Sir Ronald Cohen, a quien podríamos considerar el padre de la inversión de impacto, habla de sustituir el binomio “rentabilidad-riesgo” por el trinomio “rentabilidad-riesgo-impacto”. Es una buena aproximación, si fuéramos capaces de medir el impacto con la misma precisión con la que solemos medir la rentabilidad y el riesgo. Y de momento, no lo somos.

Consciente de esta dificultad, el Foro Económico Mundial presentó el pasado 22 de septiembre un intento de obtener un marco de medición de los impactos sociales, ambientales y de buen gobierno de las empresas, basado en los numerosos estándares existentes. Pero el documento adolece de lo que adolecen todos los estándares existentes: aunque se incorporar métricas cuantitativas, estandarizables y comparables, a la hora de la verdad chocan con la incapacidad de ofrecer una medida homogénea del “valor social” generado.

La economía tradicional no ha sido capaz de resolver esta ecuación: los modelos que podrían utilizarse para analizar los equilibrios de mercado de este nuevo “capitalismo de stakeholders”, como los modelos de equilibrio general con externalidades, chocan con la dificultad de objetivizar las preferencias sociales. En otras palabras: al final, el valor que le demos a la protección de la infancia, a la protección del medio ambiente, o a la igualdad entre hombres y mujeres, dependerá de nuestros propios valores y preferencias, las cuales son diversas y responden a diferentes visiones e ideologías. Las cosas valen lo que pensamos que valen. Para un consumidor, la no experimentación con animales puede ser algo vital, mientras que para otro puede ser una cuestión menor.
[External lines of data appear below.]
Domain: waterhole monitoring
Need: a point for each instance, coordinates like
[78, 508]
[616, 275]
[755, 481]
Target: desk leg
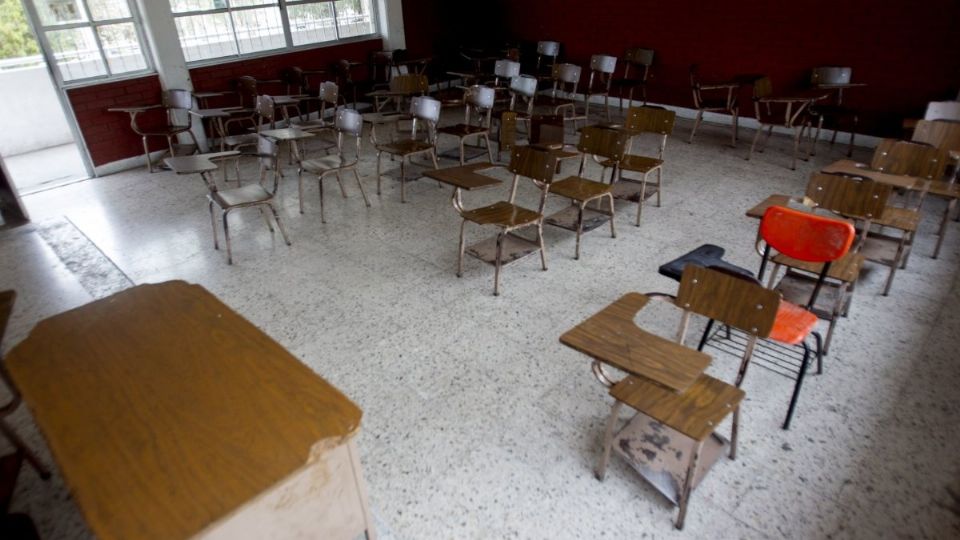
[371, 533]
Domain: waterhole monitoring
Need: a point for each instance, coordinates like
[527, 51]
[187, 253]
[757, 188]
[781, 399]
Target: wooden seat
[706, 98]
[599, 143]
[637, 62]
[696, 412]
[656, 121]
[502, 214]
[347, 123]
[426, 112]
[539, 166]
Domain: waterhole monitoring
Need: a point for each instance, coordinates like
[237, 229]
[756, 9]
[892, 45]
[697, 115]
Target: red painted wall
[108, 135]
[906, 51]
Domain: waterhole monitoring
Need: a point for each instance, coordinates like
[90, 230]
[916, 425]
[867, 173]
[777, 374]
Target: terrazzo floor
[477, 422]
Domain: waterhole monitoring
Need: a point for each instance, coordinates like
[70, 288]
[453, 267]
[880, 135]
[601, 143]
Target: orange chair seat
[793, 324]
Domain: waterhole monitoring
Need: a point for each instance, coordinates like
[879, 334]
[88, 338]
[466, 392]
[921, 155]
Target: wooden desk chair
[347, 123]
[539, 166]
[902, 158]
[249, 196]
[637, 62]
[547, 54]
[476, 119]
[424, 110]
[600, 81]
[834, 112]
[640, 120]
[598, 142]
[686, 420]
[720, 97]
[857, 198]
[801, 236]
[563, 95]
[773, 111]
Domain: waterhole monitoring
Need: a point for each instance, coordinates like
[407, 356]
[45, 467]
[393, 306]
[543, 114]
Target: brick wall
[108, 135]
[905, 51]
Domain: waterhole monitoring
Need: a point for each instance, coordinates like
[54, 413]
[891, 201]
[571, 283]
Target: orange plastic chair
[806, 237]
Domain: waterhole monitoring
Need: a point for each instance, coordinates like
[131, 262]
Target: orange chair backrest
[805, 236]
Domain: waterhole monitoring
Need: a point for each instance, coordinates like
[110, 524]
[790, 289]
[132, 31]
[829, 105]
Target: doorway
[38, 143]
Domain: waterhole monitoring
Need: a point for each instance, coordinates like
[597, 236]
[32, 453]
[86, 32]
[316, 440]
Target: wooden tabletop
[197, 163]
[853, 168]
[287, 134]
[613, 338]
[214, 113]
[166, 410]
[464, 177]
[7, 298]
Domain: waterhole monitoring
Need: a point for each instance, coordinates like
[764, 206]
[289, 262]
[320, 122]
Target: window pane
[206, 36]
[54, 12]
[75, 52]
[102, 10]
[241, 3]
[121, 46]
[312, 23]
[354, 18]
[259, 29]
[184, 6]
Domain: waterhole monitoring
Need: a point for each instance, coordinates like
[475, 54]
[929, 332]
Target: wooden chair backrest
[850, 196]
[547, 129]
[943, 134]
[762, 87]
[942, 110]
[910, 158]
[606, 142]
[736, 301]
[539, 164]
[649, 119]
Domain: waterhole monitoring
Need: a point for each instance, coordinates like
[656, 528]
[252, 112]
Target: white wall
[30, 114]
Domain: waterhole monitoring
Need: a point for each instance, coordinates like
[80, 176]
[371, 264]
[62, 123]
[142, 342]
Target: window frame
[41, 29]
[287, 35]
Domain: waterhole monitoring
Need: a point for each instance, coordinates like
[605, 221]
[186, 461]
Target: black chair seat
[708, 256]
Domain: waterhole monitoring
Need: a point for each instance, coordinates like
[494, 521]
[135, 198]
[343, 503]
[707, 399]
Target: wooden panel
[533, 162]
[650, 120]
[606, 142]
[855, 197]
[910, 158]
[464, 177]
[939, 133]
[166, 410]
[696, 413]
[7, 299]
[728, 299]
[612, 337]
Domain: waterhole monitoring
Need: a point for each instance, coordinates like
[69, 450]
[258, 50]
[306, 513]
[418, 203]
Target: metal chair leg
[696, 124]
[688, 485]
[378, 172]
[601, 472]
[226, 235]
[360, 185]
[543, 248]
[613, 227]
[463, 225]
[796, 388]
[323, 219]
[498, 264]
[213, 221]
[276, 216]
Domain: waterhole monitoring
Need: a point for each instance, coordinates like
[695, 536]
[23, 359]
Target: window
[91, 38]
[218, 28]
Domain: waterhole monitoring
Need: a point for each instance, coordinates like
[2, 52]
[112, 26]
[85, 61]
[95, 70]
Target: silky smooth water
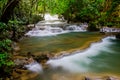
[100, 57]
[58, 43]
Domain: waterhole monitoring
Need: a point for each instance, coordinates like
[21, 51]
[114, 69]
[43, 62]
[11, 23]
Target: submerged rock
[117, 36]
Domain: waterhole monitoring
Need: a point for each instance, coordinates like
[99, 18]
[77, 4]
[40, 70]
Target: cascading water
[84, 61]
[43, 28]
[34, 67]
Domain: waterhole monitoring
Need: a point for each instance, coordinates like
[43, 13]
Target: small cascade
[75, 28]
[34, 67]
[54, 26]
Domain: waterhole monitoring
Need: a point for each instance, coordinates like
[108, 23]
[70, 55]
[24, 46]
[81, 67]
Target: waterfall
[52, 26]
[34, 67]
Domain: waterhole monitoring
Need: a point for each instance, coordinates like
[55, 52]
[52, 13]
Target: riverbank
[80, 49]
[86, 76]
[59, 45]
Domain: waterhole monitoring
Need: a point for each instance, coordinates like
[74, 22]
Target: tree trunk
[8, 10]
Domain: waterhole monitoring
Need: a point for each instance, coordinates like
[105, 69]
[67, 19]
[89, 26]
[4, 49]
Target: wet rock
[117, 36]
[86, 78]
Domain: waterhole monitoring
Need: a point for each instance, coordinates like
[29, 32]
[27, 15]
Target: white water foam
[42, 28]
[79, 62]
[51, 31]
[34, 67]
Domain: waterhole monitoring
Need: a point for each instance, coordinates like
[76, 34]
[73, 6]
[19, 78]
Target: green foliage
[5, 49]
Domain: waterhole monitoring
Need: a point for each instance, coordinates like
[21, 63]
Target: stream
[99, 58]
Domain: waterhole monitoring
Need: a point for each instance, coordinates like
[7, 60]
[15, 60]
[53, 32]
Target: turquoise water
[103, 57]
[58, 43]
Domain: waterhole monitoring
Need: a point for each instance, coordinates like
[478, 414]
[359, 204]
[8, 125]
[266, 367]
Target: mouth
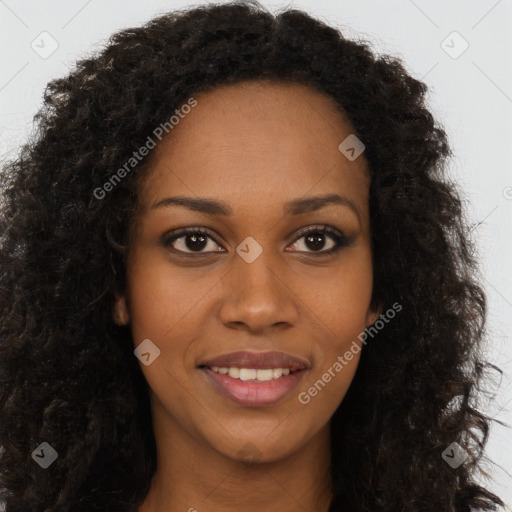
[253, 387]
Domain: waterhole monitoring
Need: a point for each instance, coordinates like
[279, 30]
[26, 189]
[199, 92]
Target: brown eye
[192, 241]
[316, 238]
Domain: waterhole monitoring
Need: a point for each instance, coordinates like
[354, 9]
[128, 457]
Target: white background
[471, 95]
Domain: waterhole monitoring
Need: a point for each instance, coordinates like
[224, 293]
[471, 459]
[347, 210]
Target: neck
[193, 476]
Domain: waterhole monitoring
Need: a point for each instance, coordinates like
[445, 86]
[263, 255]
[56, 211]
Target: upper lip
[257, 360]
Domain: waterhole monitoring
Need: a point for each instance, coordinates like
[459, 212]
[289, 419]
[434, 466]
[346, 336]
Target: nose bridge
[256, 294]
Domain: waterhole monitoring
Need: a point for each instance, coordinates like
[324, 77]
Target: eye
[315, 239]
[191, 241]
[200, 241]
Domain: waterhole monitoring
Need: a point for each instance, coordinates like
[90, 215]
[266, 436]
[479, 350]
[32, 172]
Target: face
[272, 270]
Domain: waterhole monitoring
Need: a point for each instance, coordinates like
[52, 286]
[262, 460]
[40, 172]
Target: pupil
[194, 245]
[317, 241]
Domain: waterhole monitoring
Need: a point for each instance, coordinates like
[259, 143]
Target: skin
[255, 146]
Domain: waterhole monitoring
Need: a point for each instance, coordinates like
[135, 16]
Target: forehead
[256, 142]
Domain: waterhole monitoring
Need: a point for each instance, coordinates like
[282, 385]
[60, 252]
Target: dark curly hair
[68, 375]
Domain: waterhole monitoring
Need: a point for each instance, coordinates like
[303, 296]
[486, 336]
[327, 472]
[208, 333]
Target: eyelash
[338, 237]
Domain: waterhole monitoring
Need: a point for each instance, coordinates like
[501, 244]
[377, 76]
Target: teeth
[252, 373]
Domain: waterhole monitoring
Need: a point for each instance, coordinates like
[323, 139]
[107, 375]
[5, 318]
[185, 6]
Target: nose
[257, 296]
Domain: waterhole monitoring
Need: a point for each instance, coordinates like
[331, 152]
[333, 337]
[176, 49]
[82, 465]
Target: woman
[234, 277]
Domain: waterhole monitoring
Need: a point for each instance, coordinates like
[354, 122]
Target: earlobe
[120, 315]
[373, 316]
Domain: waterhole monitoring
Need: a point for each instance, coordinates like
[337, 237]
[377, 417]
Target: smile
[250, 387]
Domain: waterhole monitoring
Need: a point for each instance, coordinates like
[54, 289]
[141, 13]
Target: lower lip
[254, 394]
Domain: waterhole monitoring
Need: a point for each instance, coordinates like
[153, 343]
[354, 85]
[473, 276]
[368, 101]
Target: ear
[120, 315]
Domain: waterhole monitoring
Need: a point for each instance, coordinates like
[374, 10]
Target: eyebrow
[294, 207]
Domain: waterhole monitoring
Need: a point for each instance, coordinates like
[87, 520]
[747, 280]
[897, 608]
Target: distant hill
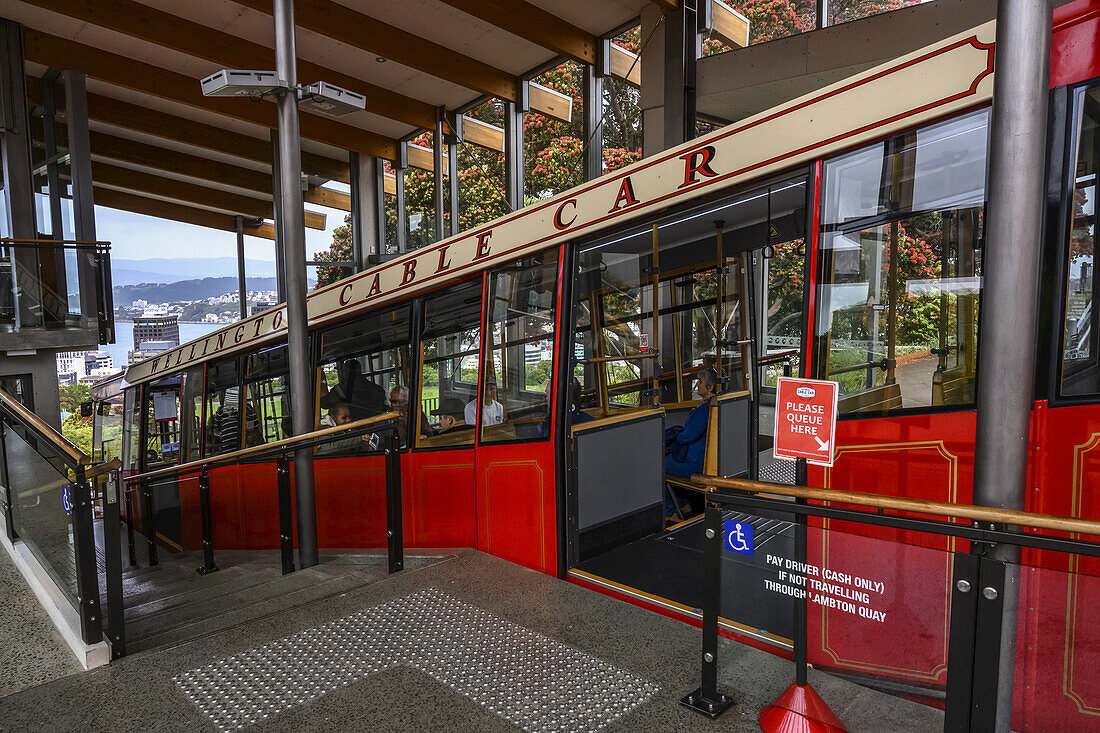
[164, 270]
[186, 290]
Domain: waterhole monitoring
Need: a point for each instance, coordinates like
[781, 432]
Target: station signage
[805, 419]
[946, 77]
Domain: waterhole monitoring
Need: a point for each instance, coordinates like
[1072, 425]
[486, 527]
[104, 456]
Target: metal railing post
[285, 513]
[147, 521]
[706, 699]
[394, 535]
[84, 548]
[208, 564]
[112, 560]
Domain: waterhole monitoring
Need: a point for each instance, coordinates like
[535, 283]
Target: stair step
[242, 612]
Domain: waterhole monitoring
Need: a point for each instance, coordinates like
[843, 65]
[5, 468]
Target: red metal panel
[517, 505]
[1075, 45]
[438, 499]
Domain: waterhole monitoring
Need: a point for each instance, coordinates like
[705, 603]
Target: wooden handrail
[44, 428]
[939, 509]
[244, 452]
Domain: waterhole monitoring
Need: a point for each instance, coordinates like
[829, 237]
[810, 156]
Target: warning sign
[805, 419]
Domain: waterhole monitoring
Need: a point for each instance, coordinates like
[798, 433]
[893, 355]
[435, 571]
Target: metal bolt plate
[526, 678]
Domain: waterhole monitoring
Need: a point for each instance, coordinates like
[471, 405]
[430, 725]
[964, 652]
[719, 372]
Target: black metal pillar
[514, 149]
[208, 564]
[394, 534]
[1014, 236]
[242, 287]
[706, 699]
[438, 164]
[294, 254]
[594, 115]
[681, 52]
[84, 548]
[285, 513]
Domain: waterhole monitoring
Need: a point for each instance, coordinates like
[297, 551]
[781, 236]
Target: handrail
[923, 506]
[43, 428]
[278, 446]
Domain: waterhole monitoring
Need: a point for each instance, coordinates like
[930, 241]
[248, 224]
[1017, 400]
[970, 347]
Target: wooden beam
[53, 51]
[163, 29]
[534, 24]
[106, 174]
[626, 65]
[347, 25]
[160, 209]
[482, 133]
[551, 102]
[728, 24]
[195, 166]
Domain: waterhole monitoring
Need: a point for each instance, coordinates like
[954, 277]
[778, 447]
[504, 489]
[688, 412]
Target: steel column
[84, 548]
[294, 259]
[593, 122]
[1014, 234]
[706, 699]
[285, 515]
[242, 286]
[514, 152]
[439, 164]
[394, 535]
[208, 564]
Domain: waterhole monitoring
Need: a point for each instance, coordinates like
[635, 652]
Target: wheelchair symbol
[739, 536]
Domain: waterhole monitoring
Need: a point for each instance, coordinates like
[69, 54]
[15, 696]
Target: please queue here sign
[805, 419]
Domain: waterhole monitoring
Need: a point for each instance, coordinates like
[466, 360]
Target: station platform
[465, 642]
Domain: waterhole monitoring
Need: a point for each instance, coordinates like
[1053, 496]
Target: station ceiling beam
[205, 137]
[52, 51]
[182, 212]
[534, 24]
[188, 193]
[341, 23]
[105, 145]
[216, 46]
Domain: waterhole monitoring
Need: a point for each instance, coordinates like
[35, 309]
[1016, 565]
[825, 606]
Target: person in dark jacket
[689, 447]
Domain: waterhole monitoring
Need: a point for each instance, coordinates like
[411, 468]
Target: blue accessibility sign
[739, 536]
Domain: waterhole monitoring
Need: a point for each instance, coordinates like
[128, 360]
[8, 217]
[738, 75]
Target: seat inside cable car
[728, 308]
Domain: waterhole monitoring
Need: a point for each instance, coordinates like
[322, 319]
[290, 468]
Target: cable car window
[901, 269]
[364, 371]
[222, 407]
[517, 380]
[266, 397]
[449, 367]
[1080, 370]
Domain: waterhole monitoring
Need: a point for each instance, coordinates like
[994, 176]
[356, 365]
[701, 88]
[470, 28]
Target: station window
[901, 269]
[267, 397]
[364, 371]
[449, 367]
[1080, 369]
[222, 407]
[517, 381]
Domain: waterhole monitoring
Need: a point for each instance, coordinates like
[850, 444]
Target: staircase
[169, 603]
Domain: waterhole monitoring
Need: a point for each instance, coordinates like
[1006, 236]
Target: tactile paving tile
[528, 679]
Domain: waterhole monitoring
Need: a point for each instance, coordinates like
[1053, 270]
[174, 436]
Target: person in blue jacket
[688, 449]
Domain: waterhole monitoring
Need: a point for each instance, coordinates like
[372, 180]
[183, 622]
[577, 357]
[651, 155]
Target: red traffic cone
[800, 710]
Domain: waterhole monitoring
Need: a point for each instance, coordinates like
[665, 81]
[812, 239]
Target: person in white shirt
[492, 411]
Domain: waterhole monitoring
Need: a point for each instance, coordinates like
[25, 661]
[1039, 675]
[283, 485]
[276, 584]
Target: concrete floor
[32, 652]
[524, 636]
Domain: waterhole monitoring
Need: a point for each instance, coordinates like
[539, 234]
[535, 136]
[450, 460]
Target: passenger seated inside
[492, 411]
[362, 396]
[451, 415]
[685, 450]
[341, 415]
Incorporar estas diferentes visiones en un modelo de mercado no es fácil, y la solución que hemos encontrado es incorporar estas externalidades a través de la regulación y las políticas públicas, que agregan y ordenan nuestras preferencias a través de las reglas de la democracia. Así, hoy tenemos regulaciones sobre la inclusión de personas con discapacidad, igualdad de género en la empresa, regulaciones ambientales y sociales, sistemas de protección social y de los consumidores, etc… pero todas estas regulaciones responden a nuestro sistema de preferencias sociales y no tanto a una medida objetiva del valor económico de cada una de ellas. Hasta el momento la economía de mercado, dejada a su libre albedrío, no ha sido capaz de autorregularse en cuestión de impacto.

La conclusión de esta reflexión no es señalar -como podría parecer a primera vista- que el capitalismo de stakeholders es una vía muerta o la enésima moda de comunicación corporativa. La dificultad técnica para resolver el trinomio “rentabilidad-riesgo-impacto” en una economía de mercado moderna, debería invitarnos a reflexionar más y a profundizar en cómo desarrollar modelos que sean capaces de ofrecer respuestas ante estas incógnitas. El gran problema de estos enfoques es que, en muchas ocasiones, más allá de una determinada narrativa -más o menos exitosa, más o menos voluntariosa- puede no haber absolutamente nada. El reto que tenemos por delante es convertir estas narrativas en un modelo sólido, capaz de sustituir adecuadamente a los modelos de “generación de valor para el accionista” que tan eficientemente han modelado una variable del capitalismo cuyo balance tras 40 años de primacía es bastante cuestionable. Pero si queremos construir un modelo sólido, como en tantas otras cosas, las proclamas no serán suficientes.